La Chambre commerciale de la Cour de cassation a considéré que l'action récursoire en garantie des vices cachés exercée par l'entrepreneur contre son vendeur et/ou le fabricant de la chose devait être déclarée prescrite lorsqu'elle était exercée plus de cinq ans après la vente et la livraison initiale, tandis que la troisième Chambre civile estimait, pour les ventes conclues avant l'entrée en vigueur de la loi du 17 juin 2008 que le point de départ du délai imparti à l'entrepreneur par l'article 1648 du Code civil devait être fixé à la date de sa propre assignation, le délai de l'article L. 110-4 du Code de commerce étant suspendu jusqu'à ce que la responsabilité de l'entrepreneur ait été recherchée par le maître de l'ouvrage.
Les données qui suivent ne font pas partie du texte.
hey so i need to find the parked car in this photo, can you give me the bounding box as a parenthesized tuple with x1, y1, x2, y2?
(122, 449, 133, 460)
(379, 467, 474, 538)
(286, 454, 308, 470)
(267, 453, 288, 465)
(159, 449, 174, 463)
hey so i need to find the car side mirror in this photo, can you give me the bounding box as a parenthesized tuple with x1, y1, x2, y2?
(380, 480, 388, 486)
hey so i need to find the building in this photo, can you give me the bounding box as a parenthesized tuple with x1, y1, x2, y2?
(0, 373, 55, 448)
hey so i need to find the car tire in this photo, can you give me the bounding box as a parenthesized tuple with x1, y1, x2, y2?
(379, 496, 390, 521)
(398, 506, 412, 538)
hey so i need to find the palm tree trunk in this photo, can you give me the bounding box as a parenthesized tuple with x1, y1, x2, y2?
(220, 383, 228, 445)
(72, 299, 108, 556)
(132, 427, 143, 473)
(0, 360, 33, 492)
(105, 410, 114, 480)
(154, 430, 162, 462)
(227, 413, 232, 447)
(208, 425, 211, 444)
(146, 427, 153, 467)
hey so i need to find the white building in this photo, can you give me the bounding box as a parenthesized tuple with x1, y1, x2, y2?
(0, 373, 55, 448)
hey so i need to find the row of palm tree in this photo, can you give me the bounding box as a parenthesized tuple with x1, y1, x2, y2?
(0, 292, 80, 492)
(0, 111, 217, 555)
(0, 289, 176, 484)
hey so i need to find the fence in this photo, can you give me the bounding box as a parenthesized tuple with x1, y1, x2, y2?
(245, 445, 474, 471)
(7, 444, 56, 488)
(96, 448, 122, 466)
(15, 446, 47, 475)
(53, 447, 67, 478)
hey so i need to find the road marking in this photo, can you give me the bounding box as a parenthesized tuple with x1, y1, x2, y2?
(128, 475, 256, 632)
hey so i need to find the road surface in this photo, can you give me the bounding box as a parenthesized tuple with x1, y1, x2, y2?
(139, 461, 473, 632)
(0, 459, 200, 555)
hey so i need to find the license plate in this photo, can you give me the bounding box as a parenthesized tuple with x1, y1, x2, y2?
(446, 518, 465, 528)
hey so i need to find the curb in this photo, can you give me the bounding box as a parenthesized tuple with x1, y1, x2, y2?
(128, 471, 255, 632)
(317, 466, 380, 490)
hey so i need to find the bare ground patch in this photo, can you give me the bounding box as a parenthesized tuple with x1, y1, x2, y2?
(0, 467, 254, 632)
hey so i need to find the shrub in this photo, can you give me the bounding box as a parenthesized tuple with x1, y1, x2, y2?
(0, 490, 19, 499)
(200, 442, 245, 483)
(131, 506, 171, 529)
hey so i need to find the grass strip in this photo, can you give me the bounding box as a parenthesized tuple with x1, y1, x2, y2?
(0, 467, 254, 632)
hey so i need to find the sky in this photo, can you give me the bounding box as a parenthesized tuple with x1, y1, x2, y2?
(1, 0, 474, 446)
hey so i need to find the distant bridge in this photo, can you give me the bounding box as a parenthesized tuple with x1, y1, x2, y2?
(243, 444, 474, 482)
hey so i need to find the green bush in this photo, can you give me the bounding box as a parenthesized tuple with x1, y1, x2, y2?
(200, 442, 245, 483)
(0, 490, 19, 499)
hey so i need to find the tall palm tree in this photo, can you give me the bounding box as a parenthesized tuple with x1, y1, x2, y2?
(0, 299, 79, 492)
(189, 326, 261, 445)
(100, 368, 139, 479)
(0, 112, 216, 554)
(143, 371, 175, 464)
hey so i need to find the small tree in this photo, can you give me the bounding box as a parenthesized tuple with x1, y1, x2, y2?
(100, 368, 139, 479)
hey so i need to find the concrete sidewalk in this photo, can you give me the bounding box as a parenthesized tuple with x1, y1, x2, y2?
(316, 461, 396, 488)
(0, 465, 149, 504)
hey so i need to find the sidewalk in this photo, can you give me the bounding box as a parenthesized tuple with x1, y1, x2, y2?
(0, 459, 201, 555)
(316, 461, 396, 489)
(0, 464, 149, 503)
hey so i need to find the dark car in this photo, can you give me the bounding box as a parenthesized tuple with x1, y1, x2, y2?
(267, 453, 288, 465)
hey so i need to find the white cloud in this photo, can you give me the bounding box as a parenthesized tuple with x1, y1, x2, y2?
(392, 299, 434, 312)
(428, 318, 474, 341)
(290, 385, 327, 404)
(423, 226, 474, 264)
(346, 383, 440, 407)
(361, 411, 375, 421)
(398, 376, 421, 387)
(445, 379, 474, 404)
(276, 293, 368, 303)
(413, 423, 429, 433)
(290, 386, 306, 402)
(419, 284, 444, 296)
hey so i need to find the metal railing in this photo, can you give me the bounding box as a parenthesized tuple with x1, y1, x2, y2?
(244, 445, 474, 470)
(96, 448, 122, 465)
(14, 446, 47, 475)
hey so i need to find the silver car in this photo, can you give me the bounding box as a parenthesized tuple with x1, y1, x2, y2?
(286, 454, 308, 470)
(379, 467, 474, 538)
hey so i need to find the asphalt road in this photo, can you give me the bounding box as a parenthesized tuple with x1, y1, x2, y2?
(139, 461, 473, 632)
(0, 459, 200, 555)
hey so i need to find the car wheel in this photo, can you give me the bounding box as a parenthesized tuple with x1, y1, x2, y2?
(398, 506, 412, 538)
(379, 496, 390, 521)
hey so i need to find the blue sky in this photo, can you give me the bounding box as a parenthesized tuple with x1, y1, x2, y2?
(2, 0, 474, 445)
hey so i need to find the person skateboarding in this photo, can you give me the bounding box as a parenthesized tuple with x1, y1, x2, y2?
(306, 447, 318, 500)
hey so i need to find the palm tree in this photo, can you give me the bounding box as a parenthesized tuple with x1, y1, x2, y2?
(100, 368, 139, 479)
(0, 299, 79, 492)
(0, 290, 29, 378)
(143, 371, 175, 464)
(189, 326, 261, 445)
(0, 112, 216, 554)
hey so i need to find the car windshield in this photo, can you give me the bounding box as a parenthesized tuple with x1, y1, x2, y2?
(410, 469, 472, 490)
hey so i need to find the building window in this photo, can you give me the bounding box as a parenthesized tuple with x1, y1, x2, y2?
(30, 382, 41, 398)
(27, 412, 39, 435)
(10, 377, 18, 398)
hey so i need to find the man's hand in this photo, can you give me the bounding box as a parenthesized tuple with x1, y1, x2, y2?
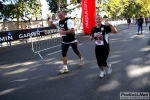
(105, 20, 111, 26)
(89, 36, 93, 41)
(59, 30, 65, 35)
(52, 14, 56, 20)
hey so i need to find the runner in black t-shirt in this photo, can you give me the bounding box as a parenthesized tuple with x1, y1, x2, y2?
(52, 11, 84, 74)
(89, 15, 117, 78)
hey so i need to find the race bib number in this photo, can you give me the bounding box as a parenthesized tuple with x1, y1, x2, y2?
(95, 35, 104, 45)
(60, 28, 66, 36)
(94, 32, 104, 45)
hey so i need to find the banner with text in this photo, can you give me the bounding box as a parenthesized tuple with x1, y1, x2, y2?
(0, 26, 58, 43)
(82, 0, 96, 35)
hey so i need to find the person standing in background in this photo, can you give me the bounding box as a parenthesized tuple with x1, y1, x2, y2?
(145, 17, 148, 27)
(137, 16, 144, 35)
(127, 18, 131, 28)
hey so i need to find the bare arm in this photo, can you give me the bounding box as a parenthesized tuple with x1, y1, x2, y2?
(105, 20, 117, 34)
(110, 25, 117, 34)
(89, 28, 94, 41)
(89, 35, 94, 41)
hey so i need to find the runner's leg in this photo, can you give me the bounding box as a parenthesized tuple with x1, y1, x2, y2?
(62, 43, 70, 65)
(70, 42, 84, 66)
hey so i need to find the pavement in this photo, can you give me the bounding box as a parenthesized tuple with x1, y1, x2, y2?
(0, 24, 150, 100)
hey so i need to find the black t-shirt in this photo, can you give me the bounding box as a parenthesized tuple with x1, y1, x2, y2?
(127, 19, 131, 23)
(138, 18, 144, 25)
(59, 18, 76, 42)
(91, 24, 111, 46)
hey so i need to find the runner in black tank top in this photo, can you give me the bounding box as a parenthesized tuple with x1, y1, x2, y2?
(52, 11, 84, 74)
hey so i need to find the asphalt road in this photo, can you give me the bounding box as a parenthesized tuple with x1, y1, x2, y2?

Pour les ventes conclues après l'entrée en vigueur de la loi n° 2008-561 du 17 juin 2008, la troisième chambre civile estimait en revanche que l'encadrement dans le temps de l'action en garantie des vices cachés ne pouvait être assuré que par l'article 2232 du code civil qui édicte un délai butoir de vingt ans à compter de la naissance du droit.
Jurisprudence unifiée sur les délais de l'action en garantie
Par quatre arrêts rendus en Chambre mixte du 21 juillet 2023, la Cour de cassation a unifié la jurisprudence de ces chambres, en consacrant le délai butoir de 20 ans prévu à l'article 2232, qu’il s’agisse d’une vente simple ou intégrée dans une chaîne de contrats, et quelle que soit la nature du bien. Autrement dit, l'action en garantie des vices cachés doit être formée un délai de deux ans, à compter de la découverte du vice, ou, en matière d'action récursoire, à compter de l'assignation, sans pouvoir dépasser le délai-butoir de vingt ans à compter du jour de la naissance du droit, lequel est, en matière de garantie des vices cachés, le jour de la vente conclue par la partie recherchée en garantie. La Chambre mixte de la Cour de cassation a également énoncé que le délai biennal de l'article 1648, alinéa 1, du Code civil - qu'elle a qualifié de délai de prescription, et non de forclusion, lorsqu'il est interrompu par une assignation en référé conformément à l'article 2241, est en outre suspendu lorsque le juge a fait droit à une demande de mesure d'instruction présentée avant tout procès en application de l'article 2239, étant entendu que le délai recommence alors à courir à compter du jour où la mesure a été exécutée.